I will touch on the two big issues. The first is trade. It is absolutely evident that there is nothing about what Trump has said—and he is saying it more today—that suggests that this country can expect a genuinely good trade agreement with the United States. If he has one, it will be based entirely on self-interest and on us surrendering any measure of our interests to do a deal. We have to recognise that we need to work with all countries that believe in the rule of law, free trade and international institutions to build an alliance around trade. We cannot compromise our position by thinking that we can somehow sit on both sides of the Atlantic—that is just not an opportunity now available to us.
My second point is on defence. People have often misunderstood what NATO is about. The most important element that NATO provided was, effectively, an anti-proliferation treaty that said a member state could rely on America to defend it and therefore did not need the bomb. France has a few bombs—independently. Britain has a smaller few, which are not independent of America in any event; we cannot in practice use them without it.

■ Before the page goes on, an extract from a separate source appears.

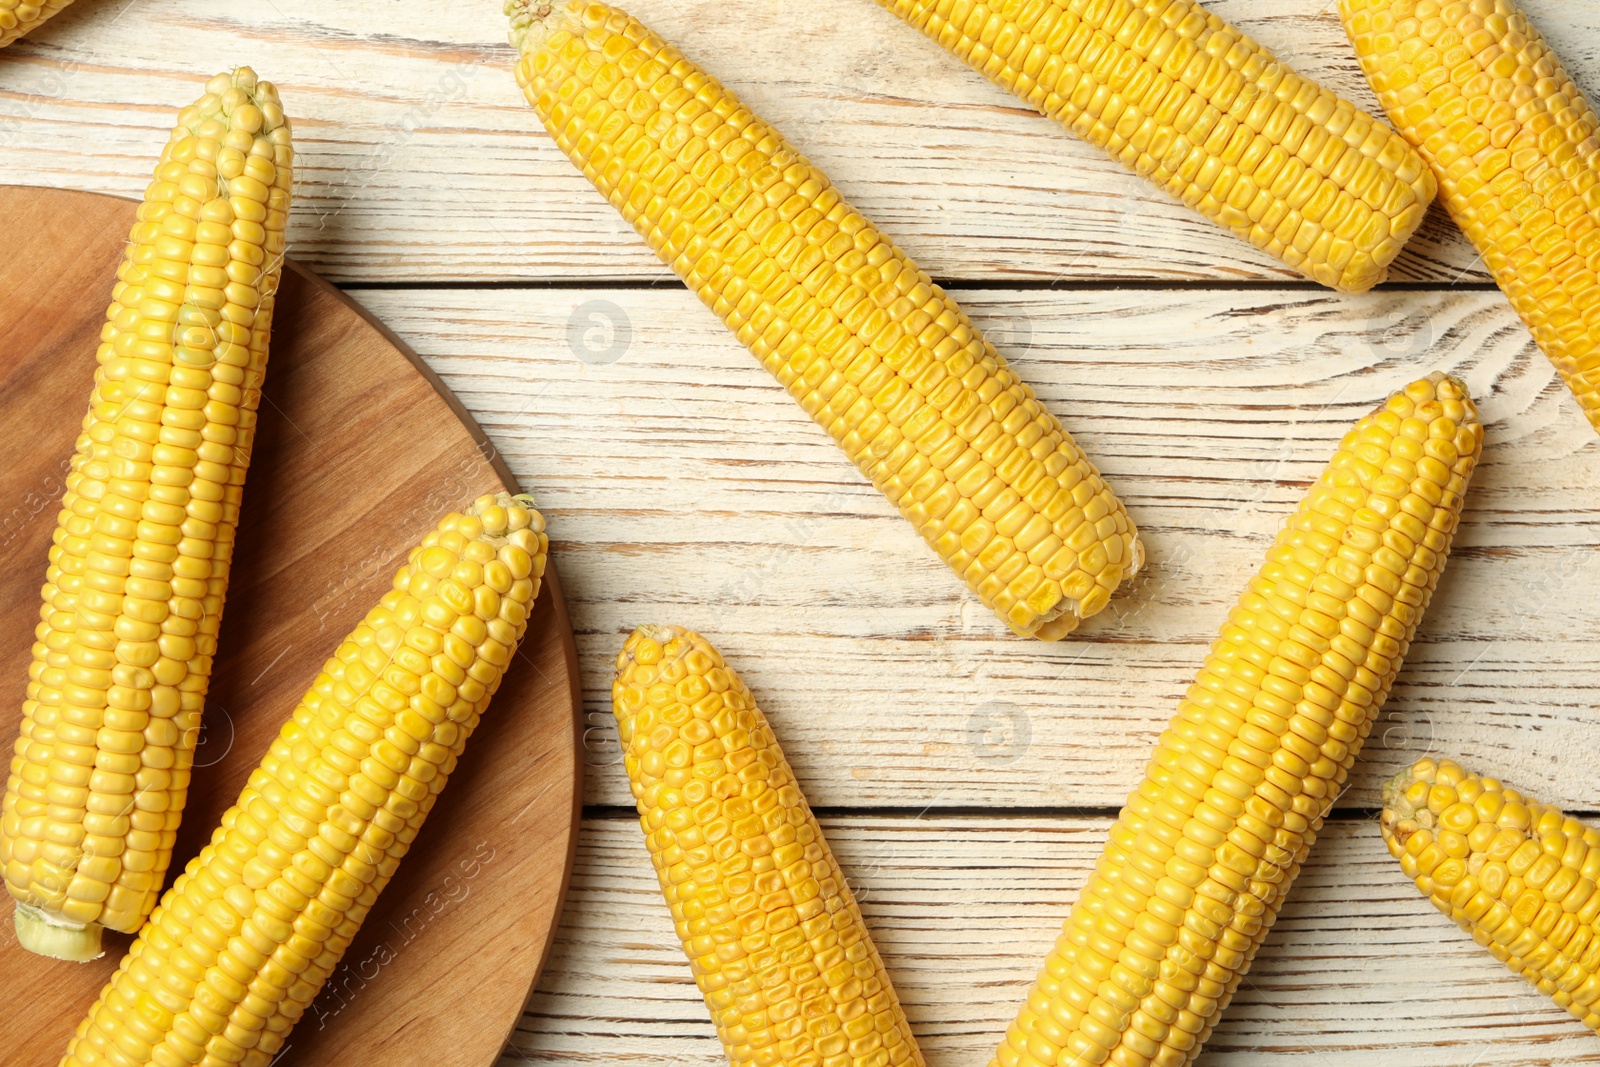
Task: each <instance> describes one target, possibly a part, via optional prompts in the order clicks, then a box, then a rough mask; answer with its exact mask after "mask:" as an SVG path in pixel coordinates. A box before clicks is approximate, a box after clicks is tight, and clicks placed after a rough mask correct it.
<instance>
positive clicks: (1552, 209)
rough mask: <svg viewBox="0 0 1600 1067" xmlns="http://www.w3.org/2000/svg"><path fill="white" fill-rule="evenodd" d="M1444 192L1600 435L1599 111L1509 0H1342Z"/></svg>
mask: <svg viewBox="0 0 1600 1067" xmlns="http://www.w3.org/2000/svg"><path fill="white" fill-rule="evenodd" d="M1339 14H1341V16H1342V19H1344V30H1346V34H1349V37H1350V43H1352V45H1355V53H1357V56H1360V61H1362V70H1365V72H1366V80H1368V82H1371V83H1373V90H1374V91H1376V93H1378V99H1379V101H1381V102H1382V106H1384V109H1386V110H1387V112H1389V118H1390V120H1394V123H1395V128H1397V130H1400V133H1402V134H1403V136H1405V139H1406V141H1410V142H1411V144H1414V146H1416V149H1418V152H1421V154H1422V158H1424V160H1427V165H1429V166H1430V168H1432V170H1434V174H1435V176H1437V178H1438V189H1440V198H1442V200H1443V203H1445V206H1446V208H1448V210H1450V218H1453V219H1454V221H1456V224H1458V226H1459V227H1461V230H1462V232H1464V234H1466V235H1467V238H1469V240H1470V242H1472V245H1474V246H1475V248H1477V250H1478V254H1480V256H1482V258H1483V262H1485V264H1486V266H1488V269H1490V274H1493V275H1494V282H1496V283H1498V285H1499V286H1501V290H1502V291H1504V293H1506V296H1507V298H1510V304H1512V307H1514V309H1515V310H1517V314H1518V315H1520V317H1522V320H1523V323H1526V326H1528V330H1530V331H1531V333H1533V339H1534V341H1536V342H1538V344H1539V349H1542V350H1544V354H1546V355H1547V357H1549V358H1550V362H1552V363H1555V370H1557V371H1560V374H1562V381H1565V382H1566V387H1568V389H1571V390H1573V395H1574V397H1576V398H1578V405H1579V406H1581V408H1582V411H1584V418H1587V419H1589V422H1590V426H1594V427H1595V429H1597V430H1600V117H1597V115H1595V110H1594V107H1590V104H1589V101H1587V99H1586V98H1584V94H1582V91H1581V90H1579V88H1578V85H1574V83H1573V80H1571V77H1568V74H1566V70H1565V69H1563V67H1562V62H1560V59H1558V58H1557V56H1555V53H1552V51H1550V48H1549V45H1546V43H1544V37H1542V35H1541V34H1539V30H1538V29H1536V27H1534V26H1533V24H1531V22H1530V21H1528V16H1526V14H1523V13H1522V11H1520V10H1518V8H1517V5H1515V3H1510V0H1429V2H1426V3H1419V2H1418V0H1341V3H1339Z"/></svg>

The truth is that the offer to Japan, South Korea, Taiwan, Poland, the Baltics, Britain, Germany and France—all of those other democracies—was, “We will defend you and therefore you don’t need the bomb”. Even more importantly, not only do we need a defence alliance across Europe and other likeminded countries that has a nuclear deterrent—we are going to have to think about that now—but behind the nuclear deterrent was the promise that, if Russia or China used nuclear weapons at any point, the first response would be a non-nuclear one: an overwhelming shock and awe attack.
This was said to Russia when it threatened a nuclear attack at the start of the Ukraine war. Russia was told, “You will be taken out by a non-nuclear response”. But the only country in the world capable of providing that is America, and it is quite apparent that we cannot rely on it to do so; indeed, it is very unlikely that it would do so. Therefore, our defence now needs to work with our likeminded allies around the world to build a non-nuclear capability to respond to and stop these “might is right” countries, of which America now is one.
My Lords, I remind all noble Lords that they must stick to their advisory speaking time of four minutes, because we have to finish the debate by 3.19 pm.